3.3: HITL Decision Making
Human-in-the-Loop for Safety-Critical Systems
When to Trust AI vs Human Decision
ISO 26262 Requirement: Human approval is mandatory for safety-critical decisions (ASIL-B and above) per ISO 26262-6:2018, Section 9.4.3.
Decision Matrix:
| Task | AI Autonomy | Human Role | Rationale |
|---|---|---|---|
| Boilerplate code | High (AI decides) | Review only | Low risk, repetitive |
| Unit tests | Medium (AI suggests) | Approve/modify | AI generates, human adds edge cases |
| Requirements extraction | Low (AI assists) | Final approval | High risk, customer-facing |
| Architecture decisions | None | Human decides | Critical trade-offs, context-specific |
| Safety logic | None | Human implements | ASIL-B+ requires human design |
| Code review | Medium (AI flags issues) | Final decision | AI finds violations, human approves fix |
Decision Framework
The 3-Level HITL Model
Level 1: AI Autonomous (Review Only)
- Tasks: Code formatting, documentation generation, simple refactoring
- AI Action: Generates output automatically
- Human Action: Review after the fact (no prior approval needed)
- Approval: Post-review (code review process)
Example:
/* AI generates Doxygen header automatically */
/**
* @brief Calculate safe following distance
* @implements [SWE-045-11]
* @param[in] speed_kmh Vehicle speed in km/h
* @return Safe distance in meters
*/
→ Human reviews in code review (low risk)
Level 2: AI Suggests, Human Approves (Pre-Approval)
- Tasks: Code generation, test generation, requirements extraction
- AI Action: Generates suggestion
- Human Action: Review and approve before merging
- Approval: Pre-merge approval required
Example:
/* AI generates function */
float ACC_CalculateSafeDistance(float speed_kmh) {
return (speed_kmh / 3.6F) * 2.0F;
}
→ Human reviews, adds error handling, approves
Level 3: Human Decides, AI Assists (Human-Led)
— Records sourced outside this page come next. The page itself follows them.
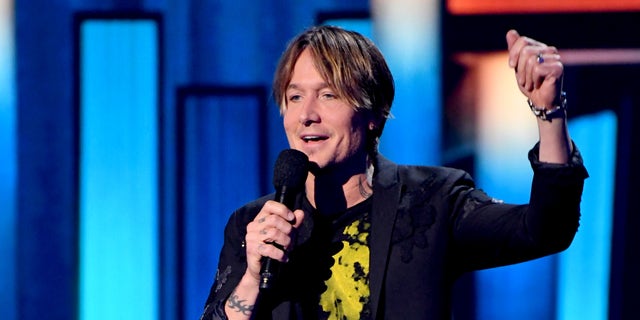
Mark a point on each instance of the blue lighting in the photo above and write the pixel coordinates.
(583, 270)
(118, 170)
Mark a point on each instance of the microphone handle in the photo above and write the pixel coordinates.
(270, 267)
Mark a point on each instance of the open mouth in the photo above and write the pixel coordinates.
(313, 138)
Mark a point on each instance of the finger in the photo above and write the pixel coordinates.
(276, 208)
(518, 47)
(270, 251)
(512, 36)
(549, 67)
(298, 218)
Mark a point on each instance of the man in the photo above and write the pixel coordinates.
(375, 240)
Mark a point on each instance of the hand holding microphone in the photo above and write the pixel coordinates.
(269, 235)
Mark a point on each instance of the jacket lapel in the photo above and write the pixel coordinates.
(386, 196)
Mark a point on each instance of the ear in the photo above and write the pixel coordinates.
(372, 125)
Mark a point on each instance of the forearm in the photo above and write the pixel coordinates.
(555, 143)
(241, 302)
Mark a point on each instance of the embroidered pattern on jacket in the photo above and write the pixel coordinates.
(221, 278)
(413, 222)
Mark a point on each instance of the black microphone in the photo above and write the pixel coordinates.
(289, 174)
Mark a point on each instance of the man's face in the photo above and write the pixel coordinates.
(318, 122)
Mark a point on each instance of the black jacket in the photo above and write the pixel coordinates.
(428, 226)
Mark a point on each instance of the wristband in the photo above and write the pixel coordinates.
(545, 114)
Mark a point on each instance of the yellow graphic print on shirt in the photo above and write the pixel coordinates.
(348, 288)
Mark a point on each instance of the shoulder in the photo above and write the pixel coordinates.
(246, 213)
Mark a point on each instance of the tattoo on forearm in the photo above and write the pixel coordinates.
(238, 305)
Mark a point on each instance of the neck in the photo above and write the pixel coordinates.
(331, 196)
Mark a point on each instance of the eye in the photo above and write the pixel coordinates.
(328, 96)
(294, 98)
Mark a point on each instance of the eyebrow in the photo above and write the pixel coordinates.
(323, 85)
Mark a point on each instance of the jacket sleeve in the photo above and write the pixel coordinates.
(231, 265)
(488, 233)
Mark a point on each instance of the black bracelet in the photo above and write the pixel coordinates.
(545, 114)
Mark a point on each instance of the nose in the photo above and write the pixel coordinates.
(309, 112)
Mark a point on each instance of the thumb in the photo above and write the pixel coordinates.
(299, 217)
(512, 36)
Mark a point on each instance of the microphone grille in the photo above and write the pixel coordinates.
(291, 169)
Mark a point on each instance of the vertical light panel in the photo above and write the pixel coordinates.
(583, 271)
(7, 161)
(221, 165)
(408, 33)
(506, 131)
(118, 170)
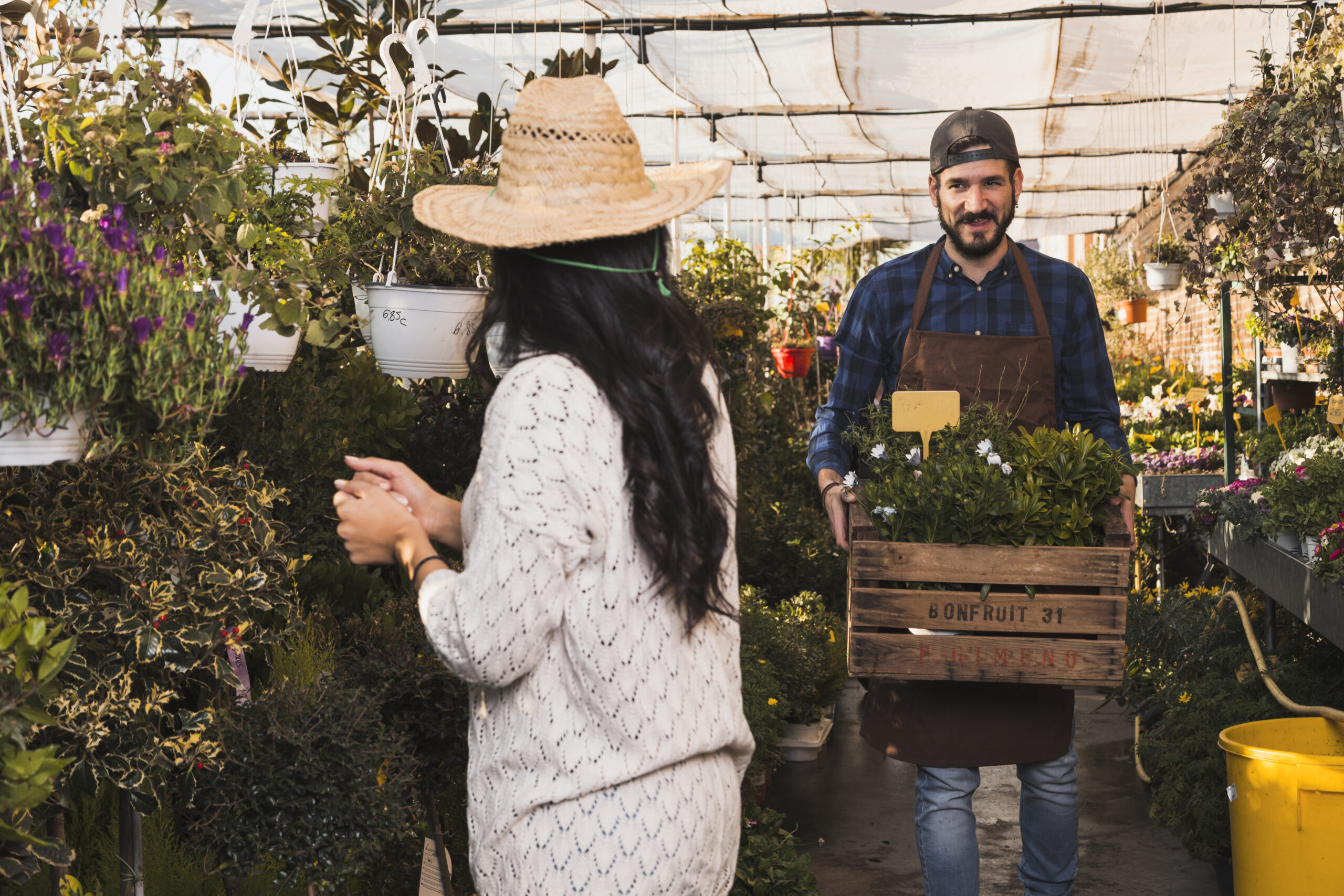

- Tasks: Architecture decisions, safety requirements, trade-off analysis
- AI Action: Provides information, alternatives
- Human Action: Makes final decision
- Approval: Human owns decision (ADR documented)
Example:
Question: "Should I use Kalman filter or ML for sensor fusion?"
AI provides:
- Option A: Kalman filter (95% accuracy, €0 cost, proven)
- Option B: ML (98% accuracy, €50k cost, novel)
Human decides:
- Chooses Kalman filter (meets requirement ≥95%, lower cost/risk)
- Documents in ADR-007
Decision Triggers
When to Override AI
Trigger 1: Safety-Critical Code
/* AI Output: */
void EmergencyBrake(void) {
Brake_Apply(100); /* Full braking */
}
/* Human Override: Add safety checks */
void EmergencyBrake(void) {
/* Safety: Check sensor validity before braking */
if (!Sensor_IsValid()) {
Log_Error(ERROR_SENSOR_INVALID);
return; /* Don't brake if sensors failed */
}
/* Safety: Check vehicle speed (don't brake if stopped) */
if (GetVehicleSpeed() < 5.0F) {
return;
}
Brake_Apply(100); /* Full braking */
Log_SafetyEvent(EVENT_EMERGENCY_BRAKE);
}
Rationale: AI doesn't understand safety implications (sensor failure, redundancy)
Trigger 2: Context-Specific Requirements
AI suggests: "Use ML for obstacle detection (98% accuracy)"
Human overrides: "Use Kalman filter instead"
Rationale:
- Customer doesn't require 98% (95% sufficient)
- ML adds €50k cost (exceeds budget)
- Kalman filter proven, easier ASIL-B verification
- Documented in ADR-007
Rationale: AI doesn't know project budget, schedule, customer requirements
Trigger 3: Compliance/Standards
/* AI Output: Uses malloc (dynamic memory) */
void* AllocateBuffer(size_t size) {
/* [FAIL] MISRA Rule 21.3: Avoid dynamic memory allocation */
/* (malloc/free prohibited in safety-critical embedded systems) */
return malloc(size);
}
/* Human Override: Static allocation */
#define BUFFER_SIZE 1024
static uint8_t g_buffer[BUFFER_SIZE];
void* AllocateBuffer(void) {
return g_buffer; /* [PASS] Static allocation (MISRA-compliant) */
}
Rationale: AI doesn't always respect safety standards (MISRA, CERT)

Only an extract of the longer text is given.